Kehrtwende lässt das Gebälk krachen
Damit setzte sich die CDU-Fraktion durch, die tags zuvor in einer überraschenden Kehrtwende angekündigt hatte, nach jahrelangen, fruchtlosen Diskussionen um touristische Abgaben, Beiträge oder Steuern politisch den Bettel hinwerfen zu wollen (wir berichteten). Und das dann auch ziemlich rücksichtslos, zumindest rücksichtslos mit Blick auf den grünen Koalitionspartner, der erst am Vorabend in Kenntnis gesetzt worden war. Das ohnehin angeknackste Gebälk im schwarz-grünen Gemeinschaftshaus krachte nun hörbar.
Die Grünen mit einem Rest von Koalitionsdisziplin enthielten sich bei der Abstimmung. Aber Fraktionssprecher Roland Böse machte aus seiner Verärgerung kein Geheimnis. „Wir hätten mit der CDU gerne diese Diskussion geführt.“ In einer Pressemitteilung der Grünen vom gleichen Tag klingt alles noch ungleich schärfer: „Das dem Koalitionspartner von uns entgegengebrachte Vertrauen ist tief erschüttert worden.“ Böse machte geltend, dass derzeit keine aussagekräftige Entscheidungsgrundlage vorliege, um Ja oder Nein zur Tourismusabgabe sagen zu können. Es hätte der Satzungsentwurf der Verwaltung abgewartet werden müssen. „Wir waren auf der Zielgeraden“, so Böse. Auch hätten kommunale Spitzenverbände befragt werden müssen. Nun frage er sich, wo das zusätzliche Geld für den Tourismus herkommen solle, das der Oberbürgermeister bereits im Zusammenhang mit der Gründung einer Tourismus GmbH in Aussicht gestellt hat.
BUGA UND DIE FINANZEN
Der Haupt- und Finanzausschuss erteilte Oberbürgermeister Thomas Feser ein Mandat, den festgesetzten Beitrag Bingens zu einer Bundesgartenschau (BUGA) 2031 nachzuverhandeln. Nach den Berechnungen des Zweckverbandes Oberes Mittelrheintal soll Bingen rund 1,5 Millionen Euro zahlen. Das Mandat lautet nun auf eine Summe „bis eine Million Euro“, auf die sich die Verhandlungspartner verständigen sollten. Dabei wurde reihum die grundsätzliche Unterstützung für die BUGA signalisiert. Kritisiert wurde aber die Berechnungsgrundlage des Binger Beitrags, der unverhältnismäßig hoch auch im Vergleich zur Stadt Koblenz sei (Bericht folgt).
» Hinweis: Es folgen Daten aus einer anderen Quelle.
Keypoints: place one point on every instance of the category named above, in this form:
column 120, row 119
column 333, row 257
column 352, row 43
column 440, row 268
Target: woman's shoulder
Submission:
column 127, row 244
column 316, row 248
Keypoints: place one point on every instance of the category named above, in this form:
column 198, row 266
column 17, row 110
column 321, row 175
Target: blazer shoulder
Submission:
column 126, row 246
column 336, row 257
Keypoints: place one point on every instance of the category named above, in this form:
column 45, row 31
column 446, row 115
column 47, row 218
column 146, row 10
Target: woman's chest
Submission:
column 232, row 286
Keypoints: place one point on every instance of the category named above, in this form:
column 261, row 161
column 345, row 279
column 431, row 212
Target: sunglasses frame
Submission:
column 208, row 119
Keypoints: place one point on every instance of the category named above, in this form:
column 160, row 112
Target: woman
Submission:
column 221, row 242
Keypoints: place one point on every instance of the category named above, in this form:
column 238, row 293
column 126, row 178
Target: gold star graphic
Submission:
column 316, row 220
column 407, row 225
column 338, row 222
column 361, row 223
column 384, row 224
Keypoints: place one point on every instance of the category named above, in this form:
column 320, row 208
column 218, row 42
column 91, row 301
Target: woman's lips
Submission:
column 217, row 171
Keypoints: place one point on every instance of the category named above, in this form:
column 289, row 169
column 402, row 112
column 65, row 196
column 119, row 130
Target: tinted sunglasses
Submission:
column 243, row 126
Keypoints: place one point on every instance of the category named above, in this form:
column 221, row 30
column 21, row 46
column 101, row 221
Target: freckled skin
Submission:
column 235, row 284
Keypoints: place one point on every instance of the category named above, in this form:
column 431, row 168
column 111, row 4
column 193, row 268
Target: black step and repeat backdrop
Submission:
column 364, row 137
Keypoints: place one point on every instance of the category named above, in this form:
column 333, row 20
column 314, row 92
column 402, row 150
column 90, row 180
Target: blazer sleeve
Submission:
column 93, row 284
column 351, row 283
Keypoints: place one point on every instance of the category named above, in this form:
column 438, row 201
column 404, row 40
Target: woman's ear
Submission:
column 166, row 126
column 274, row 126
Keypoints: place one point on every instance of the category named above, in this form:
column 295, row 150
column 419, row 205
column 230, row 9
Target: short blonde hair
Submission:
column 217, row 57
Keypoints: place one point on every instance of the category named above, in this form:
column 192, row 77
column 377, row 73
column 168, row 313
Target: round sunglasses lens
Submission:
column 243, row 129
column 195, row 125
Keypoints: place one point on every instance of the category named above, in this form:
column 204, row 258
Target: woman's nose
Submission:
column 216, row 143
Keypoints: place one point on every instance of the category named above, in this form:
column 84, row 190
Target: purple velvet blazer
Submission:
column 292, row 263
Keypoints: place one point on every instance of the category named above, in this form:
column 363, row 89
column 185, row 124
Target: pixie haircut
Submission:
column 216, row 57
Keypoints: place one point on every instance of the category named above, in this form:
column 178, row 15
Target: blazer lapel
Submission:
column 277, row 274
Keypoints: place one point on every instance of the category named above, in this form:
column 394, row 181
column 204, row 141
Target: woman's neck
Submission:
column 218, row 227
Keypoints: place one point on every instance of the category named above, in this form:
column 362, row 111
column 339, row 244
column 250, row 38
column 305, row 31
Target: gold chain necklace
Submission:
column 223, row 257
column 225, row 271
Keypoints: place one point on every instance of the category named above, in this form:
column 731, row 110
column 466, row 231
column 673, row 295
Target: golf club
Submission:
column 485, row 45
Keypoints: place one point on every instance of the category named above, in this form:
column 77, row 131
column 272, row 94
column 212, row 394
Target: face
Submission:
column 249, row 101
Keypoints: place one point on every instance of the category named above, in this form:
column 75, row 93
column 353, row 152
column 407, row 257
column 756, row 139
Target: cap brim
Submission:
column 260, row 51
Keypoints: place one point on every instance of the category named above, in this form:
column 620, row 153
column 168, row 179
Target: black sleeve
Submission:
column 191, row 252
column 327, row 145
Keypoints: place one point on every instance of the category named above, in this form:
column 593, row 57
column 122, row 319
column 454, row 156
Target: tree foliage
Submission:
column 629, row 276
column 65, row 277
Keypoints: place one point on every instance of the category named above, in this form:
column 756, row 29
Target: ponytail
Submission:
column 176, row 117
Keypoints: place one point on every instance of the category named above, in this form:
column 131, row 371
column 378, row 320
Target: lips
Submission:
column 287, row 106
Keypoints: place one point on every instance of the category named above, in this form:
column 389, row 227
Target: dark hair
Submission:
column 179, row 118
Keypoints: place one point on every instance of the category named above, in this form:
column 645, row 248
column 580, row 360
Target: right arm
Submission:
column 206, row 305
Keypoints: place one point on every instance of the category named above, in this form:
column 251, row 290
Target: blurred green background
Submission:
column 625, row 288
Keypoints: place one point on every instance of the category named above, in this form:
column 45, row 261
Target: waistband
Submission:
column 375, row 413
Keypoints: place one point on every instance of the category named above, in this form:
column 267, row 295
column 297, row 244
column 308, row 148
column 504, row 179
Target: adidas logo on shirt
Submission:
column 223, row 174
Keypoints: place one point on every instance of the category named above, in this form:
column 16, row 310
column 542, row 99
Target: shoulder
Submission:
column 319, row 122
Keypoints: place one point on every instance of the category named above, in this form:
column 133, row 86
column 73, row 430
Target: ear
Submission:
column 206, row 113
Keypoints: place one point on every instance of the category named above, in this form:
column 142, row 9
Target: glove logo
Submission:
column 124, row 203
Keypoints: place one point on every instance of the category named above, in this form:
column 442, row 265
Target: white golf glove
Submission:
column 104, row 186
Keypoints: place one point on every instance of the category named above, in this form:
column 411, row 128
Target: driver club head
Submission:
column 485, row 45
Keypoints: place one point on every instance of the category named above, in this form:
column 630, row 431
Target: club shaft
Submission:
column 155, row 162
„Wir haben deutlich gesagt, wo wir hinwollen“, meinte CDU-Fraktionschef Michael Stein unbeirrt und sprach von der geplanten Abgabe gerade im Hinblick auf die Neuordnung des Binger Tourismus als „unnötigen Ballast“. Außerdem müsse Bingen nicht immer den Vorreiter machen. Mit Hinweis auf die gescheiterte Bettensteuer sagte Stein: „Wir müssen nicht für alle anderen den Kopf hinhalten und uns dann die Haare waschen lassen.“
SPD-Fraktionsvorsitzender Michael Hüttner argumentierte genau andersherum. In drei Jahren habe die Verwaltung keine Satzung hinbekommen. Doch die Abgabe sei begründbar, auch wenn es „die eine oder andere Holprigkeit“ gebe. Das Ganze im jetzigen Stadium zu kippen sei das falsche Signal, denn den Gegnern werde bedeutet, man müsse sich nur lange genug wehren, dann knicke die Politik ein. Die Abgabe sei eine Chance, gerade für die neue Spitze im Tourismusbereich. Es gehe um rund 200 000 Euro, mit denen sich etwas gestalten lasse. „Wir geben die Chance aus der Hand, Geld einzunehmen.“
Peter Eich (FDP) hatte zuvor hingegen der Union „volle Unterstützung“ zugesagt. Die Freidemokraten hatten, um das aus ihrer Sicht Schlimmste abzuwenden, einen Antrag gestellt, es dann doch lieber wieder mit einer modifizierten Bettensteuer zu probieren. Durch den Vorstoß der CDU zog die FDP nun ihren Antrag zurück. „Das Bild hat sich gewandelt“, so Eich.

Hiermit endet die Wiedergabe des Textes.